Although it’s been around for more than 200 years, the State Bank of India is becoming increasingly nervous about its place in the world. According to the bank, emerging FinTech solutions like the payments entity Itzcash and the pioneering credit service Paytm are posing an increasing threat to traditional financial entities like banks. The bank believes that, despite having more than 24,000 branches and 420 million customers, it is still not immune to the threat posed by disruptive new technologies. In an interview, chairman of the bank, Rajnish Kumar discussed his concerns about effects that trailblazing technologies have on more traditional financial institutions. In light of Revolut, a UK-based FinTech startup, becoming one of the first app-based international banks in the world, Kumar’s concerns may be valid.
Not Only Indian Banks are Becoming Concerned
PwC in Malaysia conducted a survey, in which it was revealed that Indian banks are not the only traditional financial institutions concerned with the impact FinTech will have on the traditional financial industry in the future. According to the survey, over 80% of Malaysian financial institutions see FinTech developments as a threat. But, while traditional financial institutions, like banks, are nervous about FinTech, investors are becoming more and more positive about the potential it holds for wealth generation. Millions of US dollars are going into funding FinTech solutions across Southeast Asia. From 2016, over 10% of total VC funding in the region was geared towards FinTech.
Transforming Threat Into Opportunity
If banks move fast enough with adopting FinTech innovations, they will have a distinct advantage over their competitors. While app-based banking may seem intimidating, there are still massive limitations to it. Revolut may have the vision to become a top international ‘bank’ but they still only function in retail banking and customers are only allowed to deposit limited amounts. Where the real threat lies, is with massive international companies like Alibaba and their FinTech arm Alipay. Bolstered with enormous financial resources, companies like this are becoming increasingly entrenched in FinTech innovations
The Rest of The World May be Ahead of India
As banks in India began to express concerns about FinTech and started keeping a close watch on the industry, the rest of the world became more inclined to accept the new shift the finance industry is undergoing with many major industry players taking changes to heart and embracing FinTech. It was announced that the Fintech startup WePay was acquired by JP Morgan, a top international banking giant. According to JP Morgan, the acquisition was made with the hope that it would help implement a faster payment system for the bank’s small business customers of which there are around 4 million entities. At around the same time, IBM and its payment system KlickEX partnered with Stellar in a bid to lower cross-border transaction costs while drastically increasing transaction speeds.

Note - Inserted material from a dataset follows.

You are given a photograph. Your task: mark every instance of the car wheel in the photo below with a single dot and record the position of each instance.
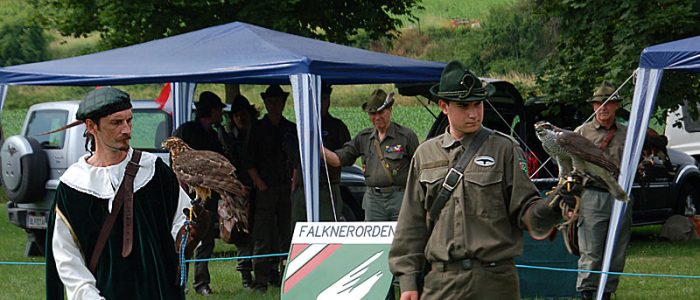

In 2017, a FinTech strategy panel was formed in Ontario, Canada. The goal was to create a strong eco-system for over 140 Canadian FinTech companies so that they may compete with FinTech centers in the United States in Silicon Valley, New York and Chicago. By that time London had already become an established FinTech hub with over £800 million already invested into the industry. Considering that Brexit continues to loom over Britain, and could potentially jeopardize the system, these are record numbers.
In the meantime, banks that are part of the Gulf Cooperation Council (GCC) may be taxed with large cuts in profit because of FinTech. S&P analysts believe that FinTech may have a massive negative impact on GCC banks, particularly on their foreign currency exchange and money transfer businesses. This projection is pushing banks to reconsider their operations and to incorporate digitized business processes as they reduce branch networks. The 2017 Ernst & Young GCC FinTech Play report, over 85% of GCC banks that took part in the survey believe that as much as 15% of their business may be lost to FinTech, unless they take preventative measures.
Massive developments are happening in FinTech. This is taking the world by storm and is causing serious global disruption in the finance industry. This is causing banks and other more traditional financial institutions to feel vulnerable and unsure of their future space in global markets. Based on research, these institutions will eventually be forced to make a choice between two viable options. They will have to decide whether they want to go into partnership with FinTech companies to achieve a competitive advantage over their contenders. The only other option is to bring FinTech in-house with a goal of making service delivery faster and more efficient. Either way, they will have to embrace FinTech as part of the evolving future of finance. Unless they are willing to lose a substantial chunk of business to those embracing FinTech, ignoring FinTech is not an option.